Şive: Bir dilin metinlerle takip edilebilen dönemlerinde kendisinden ayrılmış olup bazı ses ve şekil farklılıkları gösteren kollarına şive denir. Azeri Türkçesi, Özbek Türkçesi, Türkmen Türkçesi; Türkçenin şiveleridir. Günlük dilde “şive” kelimesi, “ağız“la aynı anlamı karşılamakta, bir dilin belli bir yöreye ya da etnik gruba bağlı olarak kazandığı farklı şekilleri anlatmaktadır: Karadeniz şivesi, Rum şivesi vb.
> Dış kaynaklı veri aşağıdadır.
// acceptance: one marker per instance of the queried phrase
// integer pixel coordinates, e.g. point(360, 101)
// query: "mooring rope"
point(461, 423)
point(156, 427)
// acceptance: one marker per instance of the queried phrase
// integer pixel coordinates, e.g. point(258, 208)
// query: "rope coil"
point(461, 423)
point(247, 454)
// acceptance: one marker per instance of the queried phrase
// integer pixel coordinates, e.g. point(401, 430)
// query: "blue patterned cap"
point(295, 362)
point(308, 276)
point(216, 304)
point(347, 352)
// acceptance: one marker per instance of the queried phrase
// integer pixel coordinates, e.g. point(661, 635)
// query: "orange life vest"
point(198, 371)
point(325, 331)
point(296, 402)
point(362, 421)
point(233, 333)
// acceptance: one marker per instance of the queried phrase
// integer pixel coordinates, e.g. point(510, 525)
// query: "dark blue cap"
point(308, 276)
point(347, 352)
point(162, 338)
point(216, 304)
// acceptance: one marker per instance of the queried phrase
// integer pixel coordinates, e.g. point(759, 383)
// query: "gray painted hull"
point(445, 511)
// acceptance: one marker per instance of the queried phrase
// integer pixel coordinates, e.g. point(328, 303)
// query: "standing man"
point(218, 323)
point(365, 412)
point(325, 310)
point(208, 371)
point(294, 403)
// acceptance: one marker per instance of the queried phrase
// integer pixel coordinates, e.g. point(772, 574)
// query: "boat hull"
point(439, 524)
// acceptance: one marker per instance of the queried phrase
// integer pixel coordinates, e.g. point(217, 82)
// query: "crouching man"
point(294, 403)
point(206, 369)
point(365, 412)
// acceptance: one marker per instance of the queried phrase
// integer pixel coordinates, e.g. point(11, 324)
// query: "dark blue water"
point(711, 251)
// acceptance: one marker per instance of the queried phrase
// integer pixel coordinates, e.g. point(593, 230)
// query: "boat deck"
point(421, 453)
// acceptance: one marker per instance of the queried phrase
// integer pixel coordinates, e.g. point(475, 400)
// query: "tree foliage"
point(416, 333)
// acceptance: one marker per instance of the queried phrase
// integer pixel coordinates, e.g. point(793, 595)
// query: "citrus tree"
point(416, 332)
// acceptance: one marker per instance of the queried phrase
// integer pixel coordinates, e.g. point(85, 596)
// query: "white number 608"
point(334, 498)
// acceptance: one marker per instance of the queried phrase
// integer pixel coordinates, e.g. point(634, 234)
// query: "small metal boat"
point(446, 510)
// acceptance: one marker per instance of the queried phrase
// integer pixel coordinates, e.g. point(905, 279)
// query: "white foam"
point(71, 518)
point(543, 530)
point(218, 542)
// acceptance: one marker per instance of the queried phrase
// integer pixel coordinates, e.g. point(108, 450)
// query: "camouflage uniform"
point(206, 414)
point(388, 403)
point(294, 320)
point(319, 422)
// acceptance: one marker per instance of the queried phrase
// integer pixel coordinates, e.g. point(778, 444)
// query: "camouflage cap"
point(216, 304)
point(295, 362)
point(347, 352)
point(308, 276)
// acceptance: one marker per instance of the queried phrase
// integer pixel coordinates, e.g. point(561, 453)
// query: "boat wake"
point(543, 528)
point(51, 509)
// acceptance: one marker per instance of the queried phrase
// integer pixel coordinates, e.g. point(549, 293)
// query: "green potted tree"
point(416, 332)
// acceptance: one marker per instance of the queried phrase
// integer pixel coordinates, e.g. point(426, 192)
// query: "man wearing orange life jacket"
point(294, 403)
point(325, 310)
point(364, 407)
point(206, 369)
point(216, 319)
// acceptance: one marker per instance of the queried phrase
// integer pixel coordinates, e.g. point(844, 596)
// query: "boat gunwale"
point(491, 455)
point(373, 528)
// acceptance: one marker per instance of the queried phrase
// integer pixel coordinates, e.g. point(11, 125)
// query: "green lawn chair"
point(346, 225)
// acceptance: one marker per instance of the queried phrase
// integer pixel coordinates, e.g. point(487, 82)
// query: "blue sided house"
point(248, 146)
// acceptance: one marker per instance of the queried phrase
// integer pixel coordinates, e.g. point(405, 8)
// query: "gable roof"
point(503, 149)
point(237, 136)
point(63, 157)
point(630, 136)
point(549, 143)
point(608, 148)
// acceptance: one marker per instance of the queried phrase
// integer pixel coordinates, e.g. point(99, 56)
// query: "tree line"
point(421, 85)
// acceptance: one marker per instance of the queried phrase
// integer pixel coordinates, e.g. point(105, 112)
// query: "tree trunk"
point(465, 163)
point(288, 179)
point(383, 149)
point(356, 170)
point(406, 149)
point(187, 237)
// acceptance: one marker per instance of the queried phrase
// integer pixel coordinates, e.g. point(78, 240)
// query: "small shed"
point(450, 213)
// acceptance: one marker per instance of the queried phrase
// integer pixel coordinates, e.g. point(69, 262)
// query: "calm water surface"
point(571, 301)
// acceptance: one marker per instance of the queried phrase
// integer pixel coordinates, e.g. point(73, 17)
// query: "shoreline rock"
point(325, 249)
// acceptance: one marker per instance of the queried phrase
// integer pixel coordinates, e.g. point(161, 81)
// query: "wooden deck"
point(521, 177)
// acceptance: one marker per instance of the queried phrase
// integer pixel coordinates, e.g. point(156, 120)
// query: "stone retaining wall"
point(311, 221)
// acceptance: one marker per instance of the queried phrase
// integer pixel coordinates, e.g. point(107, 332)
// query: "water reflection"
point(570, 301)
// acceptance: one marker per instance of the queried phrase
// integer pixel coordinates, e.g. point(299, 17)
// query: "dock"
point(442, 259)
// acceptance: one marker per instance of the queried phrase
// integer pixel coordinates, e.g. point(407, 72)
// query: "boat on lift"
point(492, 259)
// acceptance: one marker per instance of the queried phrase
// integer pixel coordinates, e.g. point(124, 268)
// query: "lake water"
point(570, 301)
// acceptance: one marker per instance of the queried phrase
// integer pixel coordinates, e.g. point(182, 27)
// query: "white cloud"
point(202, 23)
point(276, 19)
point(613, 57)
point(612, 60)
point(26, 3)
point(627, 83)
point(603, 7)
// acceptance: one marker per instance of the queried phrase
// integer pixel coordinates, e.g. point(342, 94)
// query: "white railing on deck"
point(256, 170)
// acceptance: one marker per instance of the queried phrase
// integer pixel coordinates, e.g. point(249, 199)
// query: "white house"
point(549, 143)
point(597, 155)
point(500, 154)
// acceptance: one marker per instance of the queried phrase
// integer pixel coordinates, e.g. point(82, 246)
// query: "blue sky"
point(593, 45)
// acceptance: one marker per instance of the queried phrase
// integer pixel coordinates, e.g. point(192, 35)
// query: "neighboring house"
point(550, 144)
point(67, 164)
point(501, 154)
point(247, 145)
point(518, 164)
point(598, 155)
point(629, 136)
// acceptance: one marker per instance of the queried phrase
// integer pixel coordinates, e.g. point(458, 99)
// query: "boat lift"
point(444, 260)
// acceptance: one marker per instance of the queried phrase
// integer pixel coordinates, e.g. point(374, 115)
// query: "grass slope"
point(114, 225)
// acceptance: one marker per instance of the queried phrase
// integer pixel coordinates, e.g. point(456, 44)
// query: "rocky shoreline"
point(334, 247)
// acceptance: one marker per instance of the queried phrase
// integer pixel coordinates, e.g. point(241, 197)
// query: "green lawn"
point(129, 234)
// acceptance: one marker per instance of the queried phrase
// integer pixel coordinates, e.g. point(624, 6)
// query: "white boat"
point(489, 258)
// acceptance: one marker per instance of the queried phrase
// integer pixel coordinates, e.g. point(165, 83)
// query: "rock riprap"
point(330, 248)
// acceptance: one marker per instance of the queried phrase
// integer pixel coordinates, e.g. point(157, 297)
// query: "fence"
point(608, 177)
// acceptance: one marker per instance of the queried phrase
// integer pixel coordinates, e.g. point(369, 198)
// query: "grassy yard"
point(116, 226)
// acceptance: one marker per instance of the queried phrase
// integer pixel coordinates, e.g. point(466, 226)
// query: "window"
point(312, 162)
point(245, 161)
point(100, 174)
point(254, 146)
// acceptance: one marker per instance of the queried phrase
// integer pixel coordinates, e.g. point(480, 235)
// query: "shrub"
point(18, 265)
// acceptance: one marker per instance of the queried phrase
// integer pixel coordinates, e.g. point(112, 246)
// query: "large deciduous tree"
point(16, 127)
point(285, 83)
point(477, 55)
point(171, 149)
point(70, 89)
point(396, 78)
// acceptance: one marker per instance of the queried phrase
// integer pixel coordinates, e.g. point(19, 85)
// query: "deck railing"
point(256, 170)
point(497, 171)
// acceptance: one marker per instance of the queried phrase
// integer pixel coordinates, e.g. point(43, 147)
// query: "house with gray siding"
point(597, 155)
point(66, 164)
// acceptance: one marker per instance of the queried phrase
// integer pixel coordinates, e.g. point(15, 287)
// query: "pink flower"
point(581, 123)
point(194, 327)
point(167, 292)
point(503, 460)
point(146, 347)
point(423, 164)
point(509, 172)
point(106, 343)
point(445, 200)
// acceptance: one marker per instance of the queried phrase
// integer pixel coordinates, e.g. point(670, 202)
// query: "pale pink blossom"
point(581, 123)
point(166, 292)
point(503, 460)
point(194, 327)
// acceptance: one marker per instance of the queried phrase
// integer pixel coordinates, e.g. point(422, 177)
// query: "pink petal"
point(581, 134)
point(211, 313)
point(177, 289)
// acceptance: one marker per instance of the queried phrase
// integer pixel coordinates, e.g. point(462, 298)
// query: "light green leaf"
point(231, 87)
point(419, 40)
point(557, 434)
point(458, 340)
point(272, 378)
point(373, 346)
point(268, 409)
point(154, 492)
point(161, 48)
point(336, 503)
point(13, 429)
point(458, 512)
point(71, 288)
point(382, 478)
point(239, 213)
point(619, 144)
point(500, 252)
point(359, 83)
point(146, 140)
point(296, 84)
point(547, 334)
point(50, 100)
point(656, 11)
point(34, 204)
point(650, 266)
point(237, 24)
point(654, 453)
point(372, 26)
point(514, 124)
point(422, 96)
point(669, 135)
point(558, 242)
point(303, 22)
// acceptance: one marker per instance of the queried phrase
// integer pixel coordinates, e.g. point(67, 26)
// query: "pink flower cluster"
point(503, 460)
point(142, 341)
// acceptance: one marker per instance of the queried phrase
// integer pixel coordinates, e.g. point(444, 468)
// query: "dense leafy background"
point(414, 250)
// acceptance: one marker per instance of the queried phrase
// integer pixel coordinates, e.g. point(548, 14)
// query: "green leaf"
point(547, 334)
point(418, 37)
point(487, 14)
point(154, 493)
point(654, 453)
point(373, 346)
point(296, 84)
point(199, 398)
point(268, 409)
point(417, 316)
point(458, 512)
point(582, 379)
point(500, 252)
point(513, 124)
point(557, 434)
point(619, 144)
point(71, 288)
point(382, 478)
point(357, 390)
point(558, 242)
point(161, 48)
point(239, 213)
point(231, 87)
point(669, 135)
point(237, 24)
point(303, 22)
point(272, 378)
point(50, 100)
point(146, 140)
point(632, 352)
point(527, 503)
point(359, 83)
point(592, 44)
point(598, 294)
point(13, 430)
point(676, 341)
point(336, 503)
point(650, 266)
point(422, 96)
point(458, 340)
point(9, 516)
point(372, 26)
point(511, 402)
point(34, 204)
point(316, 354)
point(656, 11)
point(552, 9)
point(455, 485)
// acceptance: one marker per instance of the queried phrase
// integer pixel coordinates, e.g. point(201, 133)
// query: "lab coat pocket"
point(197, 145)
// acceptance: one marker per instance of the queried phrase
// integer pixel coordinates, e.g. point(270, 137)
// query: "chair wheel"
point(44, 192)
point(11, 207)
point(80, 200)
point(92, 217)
Ağız: Bir dilin bir yöreye ya da bir etnik topluluğa bağlı olarak ortaya çıkan kollarına ağız denir. Bir ülkedeki ağızlarla o ülkede kullanılan ortak yazı dili arasındaki değişiklikler, bazı kelimelerin farklı şekillerde söylenişleriyle sınırlıdır. “Geliyorum” kelimesinin “geliyom, geliyem, celiyrem, celeyrüm” şeklinde telaffuzlarının olması ağız farklılıklarından kaynaklanır.
Lehçe ve şiveler zamanla kendi yazı dillerini oluştururken her ağzın ayrı yazı dili oluşmaz. Bir ülkedeki ağızlardan herhangi biri, çeşitli nedenlerden ötürü o ülkenin ortak kültür dili durumuna gelir. Ortak dil, aynı zamanda resmî dil olur ve o ülkede yazı dili olarak kullanılır. Bilimsel dil o ülkenin yazı dili üzerine kurulur. Türkiye Türkçesinin yazı dili olarak İstanbul ağzı kabul edilmiştir.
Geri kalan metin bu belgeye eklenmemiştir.